Think about how many cold DM’S you get daily. How many of those immediately add you as a friend and start selling you something? How often have you been told to cold call and reach out to people to get sales?
Does it make you open up the relationship or push back?
Over the next five weeks, I will break down The Catalyst, How To Change Anyone’s Mind, by Jona Berger. It is arguably one of my favorite books, and when you can understand these concepts I’ll be covering, you’ll start to reduce resistance and influence change without feeling drained.
Why Change Is Hard
Everyone knows change is hard. That’s one of the reasons I created a customer journey and a premise behind relationships over algorithms. I realized there was a better way to overcome potential resistance from anyone I interacted with.
By understanding persuasion, I removed roadblocks and lowered the barriers that prevented customers from taking action.
Jonah Berger does a brilliant job of showing us the fundamental forces that encourage inertia, drawing on research and case studies to demonstrate change in the face of resistance. He explains why so many messages that attempt to persuade have no chance of working and provides strategies to make persuasion possible.
Most notably, the acronym REDUCE. It stands for reactants, endowment, distance, uncertainty, and corroborating evidence. And today, we’re going to talk about reactants.
Reactants
When others threaten or restrict freedom, people get upset. – Jonah Berger
When you tell somebody that they can’t or shouldn’t do something, it interferes with their autonomy and triggers a psychological phenomenon called reactance.
So what do they do? They push back. They get defensive.
A simple one we can all relate to is texting and driving. It makes texting easier to do because it helps us reclaim our autonomy over our lives.
But we also see reactants in emails, advertisements, and social media.
So, our job as entrepreneurs is to be aware of this so we can create solutions. And I’m going to share the ones I believe are the most important with you.
Allow For Agency
Stop trying to persuade people and instead get people to convince themselves.
Provide A Menu
When you give somebody multiple options, things shift. I use this with my son Branson all of the time and inside my coaching.
Why?
Because if you try to convince people to do something, they spend a lot of time counterarguing.

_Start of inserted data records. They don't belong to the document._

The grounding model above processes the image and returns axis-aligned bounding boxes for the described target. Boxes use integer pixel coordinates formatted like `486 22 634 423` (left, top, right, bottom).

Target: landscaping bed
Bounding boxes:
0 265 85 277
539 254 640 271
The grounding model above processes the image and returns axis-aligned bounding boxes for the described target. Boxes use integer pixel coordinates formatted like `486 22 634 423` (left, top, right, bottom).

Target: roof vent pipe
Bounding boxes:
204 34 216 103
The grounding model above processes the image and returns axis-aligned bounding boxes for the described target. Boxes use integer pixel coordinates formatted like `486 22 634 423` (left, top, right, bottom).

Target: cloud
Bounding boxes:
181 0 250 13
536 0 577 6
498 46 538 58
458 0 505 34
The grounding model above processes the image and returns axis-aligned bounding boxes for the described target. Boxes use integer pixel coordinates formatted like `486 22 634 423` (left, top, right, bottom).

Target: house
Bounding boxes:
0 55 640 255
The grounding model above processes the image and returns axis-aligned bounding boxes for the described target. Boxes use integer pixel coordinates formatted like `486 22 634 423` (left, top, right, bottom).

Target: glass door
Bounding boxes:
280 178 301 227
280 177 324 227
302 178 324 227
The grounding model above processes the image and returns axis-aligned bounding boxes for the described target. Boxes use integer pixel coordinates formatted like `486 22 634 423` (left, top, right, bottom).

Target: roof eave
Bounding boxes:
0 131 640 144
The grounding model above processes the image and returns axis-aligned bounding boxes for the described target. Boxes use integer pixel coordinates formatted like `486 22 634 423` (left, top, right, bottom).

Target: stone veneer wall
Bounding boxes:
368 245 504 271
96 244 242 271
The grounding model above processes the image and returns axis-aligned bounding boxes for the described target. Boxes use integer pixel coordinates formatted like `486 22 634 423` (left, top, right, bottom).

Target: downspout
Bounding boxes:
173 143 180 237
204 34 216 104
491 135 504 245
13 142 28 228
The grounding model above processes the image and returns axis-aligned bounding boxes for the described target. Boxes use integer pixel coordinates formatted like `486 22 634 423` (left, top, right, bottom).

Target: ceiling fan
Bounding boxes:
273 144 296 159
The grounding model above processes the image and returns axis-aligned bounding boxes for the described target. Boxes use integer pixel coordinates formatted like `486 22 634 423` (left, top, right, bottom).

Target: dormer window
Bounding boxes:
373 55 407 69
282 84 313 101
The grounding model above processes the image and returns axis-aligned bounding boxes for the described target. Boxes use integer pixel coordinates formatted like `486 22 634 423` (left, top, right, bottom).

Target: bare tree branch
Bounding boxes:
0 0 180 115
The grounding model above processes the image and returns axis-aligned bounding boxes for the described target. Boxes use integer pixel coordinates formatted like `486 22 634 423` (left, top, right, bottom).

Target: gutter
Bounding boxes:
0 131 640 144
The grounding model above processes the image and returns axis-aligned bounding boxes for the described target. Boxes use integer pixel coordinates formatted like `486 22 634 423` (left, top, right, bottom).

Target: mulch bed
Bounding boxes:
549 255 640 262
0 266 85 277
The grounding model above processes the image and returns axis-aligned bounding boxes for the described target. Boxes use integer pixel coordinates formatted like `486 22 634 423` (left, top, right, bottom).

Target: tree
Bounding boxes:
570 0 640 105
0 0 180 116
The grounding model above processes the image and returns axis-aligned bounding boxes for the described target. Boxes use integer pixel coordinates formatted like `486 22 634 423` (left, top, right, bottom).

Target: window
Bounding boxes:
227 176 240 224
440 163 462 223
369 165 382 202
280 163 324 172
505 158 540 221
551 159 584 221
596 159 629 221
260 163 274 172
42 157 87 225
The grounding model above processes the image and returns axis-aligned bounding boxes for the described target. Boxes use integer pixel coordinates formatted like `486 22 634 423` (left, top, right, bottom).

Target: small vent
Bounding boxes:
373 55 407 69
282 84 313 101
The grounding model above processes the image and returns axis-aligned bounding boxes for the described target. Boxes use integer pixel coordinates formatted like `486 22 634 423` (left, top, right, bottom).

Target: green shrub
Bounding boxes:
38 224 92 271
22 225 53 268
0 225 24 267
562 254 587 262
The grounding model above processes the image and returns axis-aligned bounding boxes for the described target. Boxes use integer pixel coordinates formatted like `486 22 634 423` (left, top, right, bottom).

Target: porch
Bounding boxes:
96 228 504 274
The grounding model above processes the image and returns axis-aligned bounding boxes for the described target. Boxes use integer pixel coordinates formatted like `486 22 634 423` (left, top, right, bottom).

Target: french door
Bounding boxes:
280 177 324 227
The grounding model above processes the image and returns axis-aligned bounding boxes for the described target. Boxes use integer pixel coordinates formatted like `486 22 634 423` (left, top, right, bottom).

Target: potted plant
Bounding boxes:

But when you give people multiple options, they are the ones participating in the change and the path forward.
Ask, Don’t Tell
Questions encourage listeners to commit to the conclusion and to behave consistently with whatever answer they give. So rather than taking a predetermined plan and pushing it on people, catalysts do the exact opposite.
Highlight A Gap
People strive for internal consistency. Highlighting a gap encourages people to see the discord and work to resolve it. The gap you highlight represents the difference between where somebody thinks they are and where they want to go.
Rather than convince people to do something, take a different tack and highlight the gap.
Start With Understanding
Before people change, they have to be willing to listen. This is seasoned tactic negotiators use in their lives to persuade someone to change their mind.
You hear me talk all the time about how relationships beat algorithms.
For somebody to opt in, they have to feel seen, heard, and understood.
And to implement this, you have to build relationships before transactions.
This book will help you see why this works, and it’s the only way to do business in today’s world if you want to last.
Weekly Challenge
I want to challenge you to look at your business and areas of your life where you can implement these concepts to reduce and eliminate reactants. I’m excited to see what these upcoming weeks will do for your life and business.